Gestern

Ein Schlückchen Weiblichkeit

Manchmal ist es nötig, nach draußen zu schau’n. Auch wenn da keine Sonne scheint, ist es immer noch heller als drinnen. Drinnen, da wo das Blut die Kapillaren in regelmäßigen Abständen flutet. Dieses Blut, das da mal mehr, mal weniger rot in meinen Adern flirrt, hat ganz schön Federn gelassen im letzten Jahr. Erst bröckelten die Stahlkappen, rosteten die Muttern, dann machten sich die Cobalamine rar.

Und dann bitte die rosa Brille aufsetzen, schließlich will man nicht langweilen und auch eine leidlich geputzte Fensterscheibe hält ein Spiegelbild parat. Mitunter kleidet gar ein Grünschleier. Gesprächsthemen à la Cholesterinwerte, Lieblingsorthopäde oder gar verlängerbare Lebenserwartung sind erst jenseits der 40 gesellschaftsfähig.
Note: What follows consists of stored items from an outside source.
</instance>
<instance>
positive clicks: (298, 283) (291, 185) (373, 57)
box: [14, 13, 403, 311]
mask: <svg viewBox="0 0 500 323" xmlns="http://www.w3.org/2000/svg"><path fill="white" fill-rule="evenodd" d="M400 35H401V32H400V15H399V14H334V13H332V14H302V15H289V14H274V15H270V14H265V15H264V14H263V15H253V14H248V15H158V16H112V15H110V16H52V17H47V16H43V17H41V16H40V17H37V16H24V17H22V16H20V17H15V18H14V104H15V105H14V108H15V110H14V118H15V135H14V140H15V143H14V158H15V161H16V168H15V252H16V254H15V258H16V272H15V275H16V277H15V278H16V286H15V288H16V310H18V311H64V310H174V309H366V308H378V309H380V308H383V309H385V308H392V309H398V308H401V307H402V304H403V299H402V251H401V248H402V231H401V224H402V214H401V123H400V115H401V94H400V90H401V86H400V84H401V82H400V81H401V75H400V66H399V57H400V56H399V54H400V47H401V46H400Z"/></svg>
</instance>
Am Fenster passiert es sogar, dass die eigene Weiblichkeit mal wieder vorbeischaut, als zitternde Reflektion eines umwegemachenden Straßendampfers, da wo die Straßenlaterne zögerte. Dann ist atmen angesagt. Einmal tief, zweimal flach, schlucken und ja nicht fotografieren auch wenn das Glas beschlagen sollte. Prösterchen!

Gelüste

Zu früh gefreut

“Pornös” habe ich am Wochenende beim Jugendsprache-Vokabeltest gelernt. “Dir wachsen Ohren aus den Haaren” selbst erfunden. Sonst wenig bis kaum albern gewesen, zwar ein paar Sonnenstrahlen eingefangen, leider aber falsch abgespeichert. Es bleibt also noch ein paar Tage Winter zwischen Kopf und Fuß. Was schade ist. ziemlich sogar. Hello is not like I would say Goodbye.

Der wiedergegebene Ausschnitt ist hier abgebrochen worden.